Once, at an opposition rally, the women were told that there were snipers on a nearby rooftop. All the women could think to do was wave to them.

It’s amazing what people will risk for the basic freedoms and rights that so many of the rest of us are lucky enough to take for granted.

• Last year, the Oslo Freedom Forum was held in Miami, not Oslo. This had to do with the complications of travel in a time of Covid. In a report from Miami, I wrote,

There is a panel on myths of the Cuban dictatorship. I am to moderate it. One of our guests was to be Carolina Barrero, a Cuban art historian and activist. But she has not come to Miami. Why? Luis Manuel Otero Alcántara, the artist and political prisoner, has gone on hunger strike. Carolina and others have joined him in solidarity.

The things people do. The sacrifices they make. Extraordinary.

Since then, Ms. Barrero has been kept under house arrest in Cuba, then expelled from the country. She is here in Norway, speaking. And it is a pleasure to see her, and hear her. Many young people in Cuba are sick and tired of the dictatorship — even more sick and tired, possibly, than the old people are. They see that millions upon millions of people, including in Latin America, are leading normal lives, in free societies, or relatively free ones. Why should they be deprived of the same? Why should they have to live under one of the few remaining Communist dictatorships in all the world? Fidel and Che and the rest set up shop such a long time ago. The shop must be closed, or destroyed, at long last.

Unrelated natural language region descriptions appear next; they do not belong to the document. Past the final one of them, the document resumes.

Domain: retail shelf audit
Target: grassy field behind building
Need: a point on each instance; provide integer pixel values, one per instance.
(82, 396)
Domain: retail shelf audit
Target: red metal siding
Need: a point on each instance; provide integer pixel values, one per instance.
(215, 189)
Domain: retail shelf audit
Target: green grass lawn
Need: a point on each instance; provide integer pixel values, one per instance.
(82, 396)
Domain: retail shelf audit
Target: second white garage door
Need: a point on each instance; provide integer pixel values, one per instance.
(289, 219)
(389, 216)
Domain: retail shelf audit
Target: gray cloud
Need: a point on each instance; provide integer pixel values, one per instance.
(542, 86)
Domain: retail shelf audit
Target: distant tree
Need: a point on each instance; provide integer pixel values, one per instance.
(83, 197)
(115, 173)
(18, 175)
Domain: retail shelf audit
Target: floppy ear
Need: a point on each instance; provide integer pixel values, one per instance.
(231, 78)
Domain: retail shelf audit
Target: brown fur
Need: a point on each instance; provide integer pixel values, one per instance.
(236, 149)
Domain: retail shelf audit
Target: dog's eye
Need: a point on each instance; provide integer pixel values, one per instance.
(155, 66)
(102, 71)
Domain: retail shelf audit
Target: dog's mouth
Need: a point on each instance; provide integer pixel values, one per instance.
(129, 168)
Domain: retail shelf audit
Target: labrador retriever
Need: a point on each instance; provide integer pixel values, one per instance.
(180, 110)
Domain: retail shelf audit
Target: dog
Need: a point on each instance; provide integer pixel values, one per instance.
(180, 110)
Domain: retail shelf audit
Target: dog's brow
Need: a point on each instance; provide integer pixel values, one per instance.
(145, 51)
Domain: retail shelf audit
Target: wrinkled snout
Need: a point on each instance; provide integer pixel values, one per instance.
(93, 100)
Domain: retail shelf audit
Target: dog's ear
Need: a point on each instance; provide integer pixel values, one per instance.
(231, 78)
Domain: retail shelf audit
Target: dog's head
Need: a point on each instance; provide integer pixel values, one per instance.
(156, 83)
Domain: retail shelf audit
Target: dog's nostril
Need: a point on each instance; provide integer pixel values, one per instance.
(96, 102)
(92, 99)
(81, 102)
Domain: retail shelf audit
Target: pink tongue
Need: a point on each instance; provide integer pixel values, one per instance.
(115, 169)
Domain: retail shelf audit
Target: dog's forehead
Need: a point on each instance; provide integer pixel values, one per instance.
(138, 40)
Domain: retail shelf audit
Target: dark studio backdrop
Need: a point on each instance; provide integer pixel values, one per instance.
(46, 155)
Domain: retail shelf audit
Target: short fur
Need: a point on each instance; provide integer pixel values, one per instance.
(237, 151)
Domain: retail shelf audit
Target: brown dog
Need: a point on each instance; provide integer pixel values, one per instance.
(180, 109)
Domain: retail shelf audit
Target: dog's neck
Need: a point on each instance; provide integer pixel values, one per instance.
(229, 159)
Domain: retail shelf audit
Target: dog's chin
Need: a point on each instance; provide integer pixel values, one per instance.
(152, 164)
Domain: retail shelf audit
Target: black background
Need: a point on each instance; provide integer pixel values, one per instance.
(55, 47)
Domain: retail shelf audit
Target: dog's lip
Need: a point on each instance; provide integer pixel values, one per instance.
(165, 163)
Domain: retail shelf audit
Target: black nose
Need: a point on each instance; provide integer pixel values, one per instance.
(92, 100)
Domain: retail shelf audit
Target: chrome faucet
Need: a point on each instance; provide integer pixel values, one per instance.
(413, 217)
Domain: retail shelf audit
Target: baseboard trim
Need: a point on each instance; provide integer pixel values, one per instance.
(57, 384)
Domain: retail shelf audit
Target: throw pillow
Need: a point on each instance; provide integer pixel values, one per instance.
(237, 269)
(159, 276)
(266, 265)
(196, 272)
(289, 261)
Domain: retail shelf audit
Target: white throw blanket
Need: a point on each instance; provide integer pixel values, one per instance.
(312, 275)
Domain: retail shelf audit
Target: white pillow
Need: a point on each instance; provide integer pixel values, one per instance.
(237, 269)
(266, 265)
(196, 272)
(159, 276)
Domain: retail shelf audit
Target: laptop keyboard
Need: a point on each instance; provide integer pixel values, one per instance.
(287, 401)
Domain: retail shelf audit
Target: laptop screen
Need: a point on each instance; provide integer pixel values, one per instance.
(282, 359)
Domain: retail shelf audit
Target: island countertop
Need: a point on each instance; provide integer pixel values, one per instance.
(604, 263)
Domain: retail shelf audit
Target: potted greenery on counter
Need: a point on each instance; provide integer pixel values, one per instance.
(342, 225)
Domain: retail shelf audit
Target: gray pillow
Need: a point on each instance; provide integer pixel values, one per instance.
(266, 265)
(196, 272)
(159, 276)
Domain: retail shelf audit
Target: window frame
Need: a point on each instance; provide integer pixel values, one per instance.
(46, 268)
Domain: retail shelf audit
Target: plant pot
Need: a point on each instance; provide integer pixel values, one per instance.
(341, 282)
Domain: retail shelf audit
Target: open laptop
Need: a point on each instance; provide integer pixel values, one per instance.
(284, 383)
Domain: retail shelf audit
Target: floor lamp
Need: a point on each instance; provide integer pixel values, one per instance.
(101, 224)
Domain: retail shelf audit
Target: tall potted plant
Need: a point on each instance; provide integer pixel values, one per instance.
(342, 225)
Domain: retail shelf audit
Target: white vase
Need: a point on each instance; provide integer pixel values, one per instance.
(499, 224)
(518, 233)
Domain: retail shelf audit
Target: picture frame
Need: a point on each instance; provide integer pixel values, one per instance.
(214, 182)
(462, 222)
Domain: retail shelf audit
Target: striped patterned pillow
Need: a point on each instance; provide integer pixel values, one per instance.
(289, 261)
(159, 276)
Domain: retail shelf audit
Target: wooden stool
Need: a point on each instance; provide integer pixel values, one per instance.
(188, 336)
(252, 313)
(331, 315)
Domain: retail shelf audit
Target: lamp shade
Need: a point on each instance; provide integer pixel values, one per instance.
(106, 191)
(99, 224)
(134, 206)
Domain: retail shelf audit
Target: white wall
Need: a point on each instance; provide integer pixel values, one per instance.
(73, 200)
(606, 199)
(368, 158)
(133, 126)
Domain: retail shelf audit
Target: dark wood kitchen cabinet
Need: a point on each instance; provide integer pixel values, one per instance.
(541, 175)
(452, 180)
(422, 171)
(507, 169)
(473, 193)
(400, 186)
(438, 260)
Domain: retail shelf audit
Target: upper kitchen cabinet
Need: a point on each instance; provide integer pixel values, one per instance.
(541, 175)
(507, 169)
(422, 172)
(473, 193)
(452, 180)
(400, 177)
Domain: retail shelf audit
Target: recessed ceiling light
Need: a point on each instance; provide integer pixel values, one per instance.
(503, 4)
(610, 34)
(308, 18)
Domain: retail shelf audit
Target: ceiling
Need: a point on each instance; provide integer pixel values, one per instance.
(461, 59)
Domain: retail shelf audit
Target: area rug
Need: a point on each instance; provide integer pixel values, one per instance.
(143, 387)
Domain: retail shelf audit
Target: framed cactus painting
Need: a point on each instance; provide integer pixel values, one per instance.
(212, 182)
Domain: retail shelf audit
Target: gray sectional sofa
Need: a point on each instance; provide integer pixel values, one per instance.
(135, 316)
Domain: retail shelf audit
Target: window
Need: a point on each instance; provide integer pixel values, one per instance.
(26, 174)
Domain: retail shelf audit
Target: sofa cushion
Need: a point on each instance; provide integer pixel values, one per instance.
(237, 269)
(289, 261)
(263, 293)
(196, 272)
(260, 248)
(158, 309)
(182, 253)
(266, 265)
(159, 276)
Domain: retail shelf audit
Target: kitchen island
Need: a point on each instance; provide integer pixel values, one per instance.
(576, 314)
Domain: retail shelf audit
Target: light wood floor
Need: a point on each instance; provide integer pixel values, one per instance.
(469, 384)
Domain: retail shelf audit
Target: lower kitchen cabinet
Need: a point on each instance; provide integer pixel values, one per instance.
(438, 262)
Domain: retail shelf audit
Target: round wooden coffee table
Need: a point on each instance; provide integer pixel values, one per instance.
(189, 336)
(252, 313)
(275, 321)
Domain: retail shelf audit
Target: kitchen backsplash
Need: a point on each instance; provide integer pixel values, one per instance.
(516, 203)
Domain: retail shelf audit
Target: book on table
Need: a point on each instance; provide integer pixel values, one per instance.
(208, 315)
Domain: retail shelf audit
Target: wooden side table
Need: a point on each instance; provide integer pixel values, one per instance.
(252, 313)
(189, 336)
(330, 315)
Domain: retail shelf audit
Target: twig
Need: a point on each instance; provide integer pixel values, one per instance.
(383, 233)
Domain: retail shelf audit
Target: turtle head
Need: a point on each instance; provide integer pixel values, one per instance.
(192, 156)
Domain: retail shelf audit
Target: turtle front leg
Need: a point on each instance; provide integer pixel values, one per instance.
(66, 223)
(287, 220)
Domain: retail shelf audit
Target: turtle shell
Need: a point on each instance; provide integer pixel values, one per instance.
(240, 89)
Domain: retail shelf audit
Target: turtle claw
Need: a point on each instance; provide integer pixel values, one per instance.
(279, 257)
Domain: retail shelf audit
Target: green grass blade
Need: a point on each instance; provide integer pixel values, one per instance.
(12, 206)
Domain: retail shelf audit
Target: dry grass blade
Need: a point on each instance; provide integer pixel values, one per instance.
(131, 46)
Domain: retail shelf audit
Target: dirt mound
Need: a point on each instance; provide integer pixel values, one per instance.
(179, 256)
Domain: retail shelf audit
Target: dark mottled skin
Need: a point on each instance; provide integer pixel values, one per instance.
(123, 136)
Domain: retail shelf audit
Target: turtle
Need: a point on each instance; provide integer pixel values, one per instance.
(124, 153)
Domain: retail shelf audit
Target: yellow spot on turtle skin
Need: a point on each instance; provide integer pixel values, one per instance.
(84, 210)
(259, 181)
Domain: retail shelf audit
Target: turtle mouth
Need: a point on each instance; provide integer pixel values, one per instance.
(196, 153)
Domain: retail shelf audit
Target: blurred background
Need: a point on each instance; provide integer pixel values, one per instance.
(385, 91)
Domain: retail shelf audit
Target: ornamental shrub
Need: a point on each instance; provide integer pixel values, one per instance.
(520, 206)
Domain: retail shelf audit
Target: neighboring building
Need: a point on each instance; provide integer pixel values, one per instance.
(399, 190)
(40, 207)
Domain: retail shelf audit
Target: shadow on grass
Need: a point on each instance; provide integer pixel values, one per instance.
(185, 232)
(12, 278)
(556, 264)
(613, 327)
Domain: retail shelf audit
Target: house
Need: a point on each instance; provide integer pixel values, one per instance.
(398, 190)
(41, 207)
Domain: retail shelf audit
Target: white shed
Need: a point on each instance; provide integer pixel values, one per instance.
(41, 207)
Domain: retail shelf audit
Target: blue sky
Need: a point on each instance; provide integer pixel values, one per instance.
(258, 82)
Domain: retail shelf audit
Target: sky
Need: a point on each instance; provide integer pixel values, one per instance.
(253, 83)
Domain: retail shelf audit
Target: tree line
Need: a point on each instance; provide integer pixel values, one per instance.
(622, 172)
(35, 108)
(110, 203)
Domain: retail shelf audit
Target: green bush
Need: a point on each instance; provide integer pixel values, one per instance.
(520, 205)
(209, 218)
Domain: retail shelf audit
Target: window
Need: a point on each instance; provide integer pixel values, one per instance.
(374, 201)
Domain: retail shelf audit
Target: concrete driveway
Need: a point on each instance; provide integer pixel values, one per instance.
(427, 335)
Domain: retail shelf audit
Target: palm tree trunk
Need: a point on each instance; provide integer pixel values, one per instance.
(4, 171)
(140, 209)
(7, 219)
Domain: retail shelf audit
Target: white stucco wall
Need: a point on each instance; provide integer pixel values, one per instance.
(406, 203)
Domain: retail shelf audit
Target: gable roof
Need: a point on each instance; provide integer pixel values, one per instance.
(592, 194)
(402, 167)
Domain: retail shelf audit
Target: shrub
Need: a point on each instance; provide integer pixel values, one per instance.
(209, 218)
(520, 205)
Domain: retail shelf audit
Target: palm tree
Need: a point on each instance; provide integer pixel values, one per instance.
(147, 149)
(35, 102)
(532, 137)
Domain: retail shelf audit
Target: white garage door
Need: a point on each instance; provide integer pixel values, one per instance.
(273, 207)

• I meet a friend of mine, a Uyghur American. She is so fed up. For six years, she says, Uyghurs abroad have been explaining the Uyghur situation to the world at large. What’s a Uyghur? How do you pronounce “Uyghur”? How do they differ from the ethnic majority in China? Etc. The U.S. State Department, among other institutions and bodies, has described Beijing’s persecution of the Uyghurs as a “genocide.” Yet no real action is taken. My friend is so sick of talking. Enough talking, she says. She is ready for her people to be a cause — a worldwide cause — as the Ukrainians are. The Uyghurs are facing an emergency, just as the Ukrainians are.

The frustration of my friend, I understand. Easily. I also think of the Syrians . . .

• Omar Alshogre is an amazing young man. He is a student at Georgetown University — vibrant; winsome. He was a political prisoner in his native Syria, subjected to any number of horrors. To have kept his sanity is an achievement. Before he was released, he underwent a mock execution. Understand: He thought it was a real execution. He thought he was going to die. Instead . . .

Anyway, an amazing, heart-in-throat story. I could not help thinking of Tosca, the Puccini opera. The prisoner, Cavaradossi, is told that there will be a mock execution. He has to play along. Then he will escape, with his beloved, Floria Tosca. And yet — the execution squad kills him for real.

It is wonderful to see Omar, alive and ready to tackle the world, for years to come.

• A concert hall ought to have a musical performance, and there is one — more than one, actually — on the stage here at the Freedom Forum. The one I have in mind is by Lynn Adib, a singer-songwriter born and raised in Damascus. A beautiful performer.

• There is also a comedian — Sakdiyah Ma’ruf, a woman from Indonesia. She is a “hijabi” (one who wears a hijab). She grew up in a conservative religious community, she tells us. So, the pandemic was not such a big deal. Stay at home? And if you have to go outside, cover up? Why, millions of women are experts at that . . .

A little laughter is a life necessity.